Let $K$ be an algebraically closed field of characteristic zero, and $X$ be an affine $K$-variety (identify $X$ with its set of $K$-points). Let $G$ be group acting "abstractly" on $X$, by which I mean there is simply a group homomorphism $\rho:G \to \operatorname{Aut}(X)$. Then $G$ also acts on the coordinate ring $K[X]$ by $K$-algebra automorphisms (there is an associated group homomorphism $\rho^*:G \to \operatorname{Aut}(K[X])$.

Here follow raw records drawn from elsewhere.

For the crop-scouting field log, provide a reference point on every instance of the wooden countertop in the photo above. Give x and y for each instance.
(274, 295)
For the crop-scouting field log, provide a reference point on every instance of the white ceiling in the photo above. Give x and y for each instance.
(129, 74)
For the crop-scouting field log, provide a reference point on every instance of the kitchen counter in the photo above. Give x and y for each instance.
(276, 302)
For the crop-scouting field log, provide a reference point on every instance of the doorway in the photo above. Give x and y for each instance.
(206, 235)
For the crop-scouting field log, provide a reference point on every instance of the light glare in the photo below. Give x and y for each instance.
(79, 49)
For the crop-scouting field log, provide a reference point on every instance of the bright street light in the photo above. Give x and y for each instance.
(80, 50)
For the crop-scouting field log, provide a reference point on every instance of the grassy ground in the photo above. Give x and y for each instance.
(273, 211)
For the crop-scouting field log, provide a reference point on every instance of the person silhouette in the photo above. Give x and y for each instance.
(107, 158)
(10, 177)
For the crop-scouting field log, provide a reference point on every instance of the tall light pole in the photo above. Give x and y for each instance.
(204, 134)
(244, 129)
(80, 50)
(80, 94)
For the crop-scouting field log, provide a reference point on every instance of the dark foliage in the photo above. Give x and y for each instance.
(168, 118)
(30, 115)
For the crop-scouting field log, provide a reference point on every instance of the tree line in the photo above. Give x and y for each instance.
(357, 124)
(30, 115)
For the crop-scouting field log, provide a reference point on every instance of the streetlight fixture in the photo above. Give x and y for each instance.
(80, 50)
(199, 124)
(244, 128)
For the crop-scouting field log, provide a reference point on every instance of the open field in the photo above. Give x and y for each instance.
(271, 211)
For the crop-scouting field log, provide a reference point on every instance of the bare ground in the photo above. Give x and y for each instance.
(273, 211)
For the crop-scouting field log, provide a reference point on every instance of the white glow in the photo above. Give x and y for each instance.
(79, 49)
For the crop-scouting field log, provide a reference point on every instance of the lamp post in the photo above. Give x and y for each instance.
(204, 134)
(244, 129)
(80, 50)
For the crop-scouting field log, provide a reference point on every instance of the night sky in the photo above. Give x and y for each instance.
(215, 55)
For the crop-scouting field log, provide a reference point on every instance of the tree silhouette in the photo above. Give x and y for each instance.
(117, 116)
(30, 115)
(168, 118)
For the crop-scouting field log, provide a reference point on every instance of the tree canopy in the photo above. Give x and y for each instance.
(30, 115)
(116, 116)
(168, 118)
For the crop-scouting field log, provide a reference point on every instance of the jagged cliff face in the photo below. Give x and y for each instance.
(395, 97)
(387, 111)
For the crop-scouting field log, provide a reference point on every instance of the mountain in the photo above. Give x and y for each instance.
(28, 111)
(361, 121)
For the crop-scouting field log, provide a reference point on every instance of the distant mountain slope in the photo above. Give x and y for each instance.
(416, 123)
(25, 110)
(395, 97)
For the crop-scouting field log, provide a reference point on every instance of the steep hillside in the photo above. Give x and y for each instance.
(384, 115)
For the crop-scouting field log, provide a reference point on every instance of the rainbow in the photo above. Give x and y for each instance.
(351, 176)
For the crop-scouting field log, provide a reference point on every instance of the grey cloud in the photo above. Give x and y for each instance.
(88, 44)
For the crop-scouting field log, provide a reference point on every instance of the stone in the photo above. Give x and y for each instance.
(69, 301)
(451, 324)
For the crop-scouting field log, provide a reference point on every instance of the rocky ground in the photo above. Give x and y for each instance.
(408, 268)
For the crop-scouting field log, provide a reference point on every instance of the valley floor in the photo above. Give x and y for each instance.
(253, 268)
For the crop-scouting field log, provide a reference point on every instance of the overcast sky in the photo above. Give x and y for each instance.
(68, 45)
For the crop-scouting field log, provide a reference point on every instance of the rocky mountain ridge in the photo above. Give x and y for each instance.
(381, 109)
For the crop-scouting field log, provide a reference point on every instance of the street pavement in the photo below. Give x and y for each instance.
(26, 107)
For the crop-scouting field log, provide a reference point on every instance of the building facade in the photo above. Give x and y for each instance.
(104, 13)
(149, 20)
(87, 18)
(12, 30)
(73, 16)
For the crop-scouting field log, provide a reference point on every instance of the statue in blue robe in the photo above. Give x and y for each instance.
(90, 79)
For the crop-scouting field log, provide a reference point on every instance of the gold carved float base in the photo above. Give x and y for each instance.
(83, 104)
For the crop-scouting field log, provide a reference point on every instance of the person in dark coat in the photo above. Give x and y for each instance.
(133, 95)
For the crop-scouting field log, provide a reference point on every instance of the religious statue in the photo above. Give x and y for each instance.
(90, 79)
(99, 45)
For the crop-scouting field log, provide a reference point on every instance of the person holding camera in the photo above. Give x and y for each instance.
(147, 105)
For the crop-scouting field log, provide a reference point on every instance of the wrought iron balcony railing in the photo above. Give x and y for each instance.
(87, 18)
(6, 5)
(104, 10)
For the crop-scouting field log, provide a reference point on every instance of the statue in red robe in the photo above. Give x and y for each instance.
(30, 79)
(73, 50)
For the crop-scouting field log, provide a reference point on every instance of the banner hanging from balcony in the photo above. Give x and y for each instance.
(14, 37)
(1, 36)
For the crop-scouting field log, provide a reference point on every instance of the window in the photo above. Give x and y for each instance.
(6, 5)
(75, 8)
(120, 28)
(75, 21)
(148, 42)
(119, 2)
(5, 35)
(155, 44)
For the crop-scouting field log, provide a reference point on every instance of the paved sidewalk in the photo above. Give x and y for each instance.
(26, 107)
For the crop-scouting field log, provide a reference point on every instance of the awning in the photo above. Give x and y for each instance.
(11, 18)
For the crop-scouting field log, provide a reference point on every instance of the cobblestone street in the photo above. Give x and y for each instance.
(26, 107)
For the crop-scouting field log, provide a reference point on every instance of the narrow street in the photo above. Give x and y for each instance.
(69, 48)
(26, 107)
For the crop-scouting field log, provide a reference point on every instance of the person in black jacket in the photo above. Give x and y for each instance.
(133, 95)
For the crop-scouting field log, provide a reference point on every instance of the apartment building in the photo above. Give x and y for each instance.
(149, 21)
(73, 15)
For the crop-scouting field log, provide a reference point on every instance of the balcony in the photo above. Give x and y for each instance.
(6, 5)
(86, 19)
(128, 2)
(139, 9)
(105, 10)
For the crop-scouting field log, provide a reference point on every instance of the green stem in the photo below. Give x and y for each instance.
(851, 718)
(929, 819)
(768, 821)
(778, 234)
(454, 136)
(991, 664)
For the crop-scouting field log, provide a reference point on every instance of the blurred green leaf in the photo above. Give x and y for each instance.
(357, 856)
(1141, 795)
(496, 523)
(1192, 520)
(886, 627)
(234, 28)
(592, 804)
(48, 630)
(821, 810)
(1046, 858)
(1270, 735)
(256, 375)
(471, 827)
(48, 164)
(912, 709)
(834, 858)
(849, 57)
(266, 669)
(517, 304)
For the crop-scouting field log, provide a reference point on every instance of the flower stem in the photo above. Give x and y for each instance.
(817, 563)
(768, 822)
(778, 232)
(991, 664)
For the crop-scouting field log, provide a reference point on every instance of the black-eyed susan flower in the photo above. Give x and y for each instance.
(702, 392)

It is a classical fact that if $G$ is an algebraic $K$-group (identify $G$ with the group of points $G(K$)) acting algebraically on $X$ (i.e. the map $G \times X \to X$ is a morphism of varieties), then the orbits in $K[X]$ span finite-dimensional $K$-subspaces of $K[X]$.
Are there examples in which a group $G$ acts on an affine variety $X$ where this finite-dimensionality property for orbits in $K[X]$ holds for some other reason than the action being algebraic? In particular, I am interested in the case when $G$ is the elementary subgroup of a Chevalley group with coefficients in a ring of $S$-integers, something like $G = \operatorname{SL}_3(\mathbb{Z})$ or $G = \operatorname{SL}_3(\mathbb{Z}[\sqrt{d}])$.
So far, the only example I have is incredibly trivial, namely $X = \mathbb{A}^1_K$ is the affine line with coordinate ring $K[x]$. Since automorphisms of $K(x)$ are möbius transformations, $K$-algebra automorphisms of $K[x]$ are affine transformations. In particular, I believe this forces orbits to be finite-dimensional for any group acting on $K[x]$.
I tried extending this example to $X = \mathbb{A}^2_K$, using the result that automorphisms of $K[x,y]$ are tame. However, tameness is still not particularly close to being affine, even for automorphisms of finite order. I think this question is related.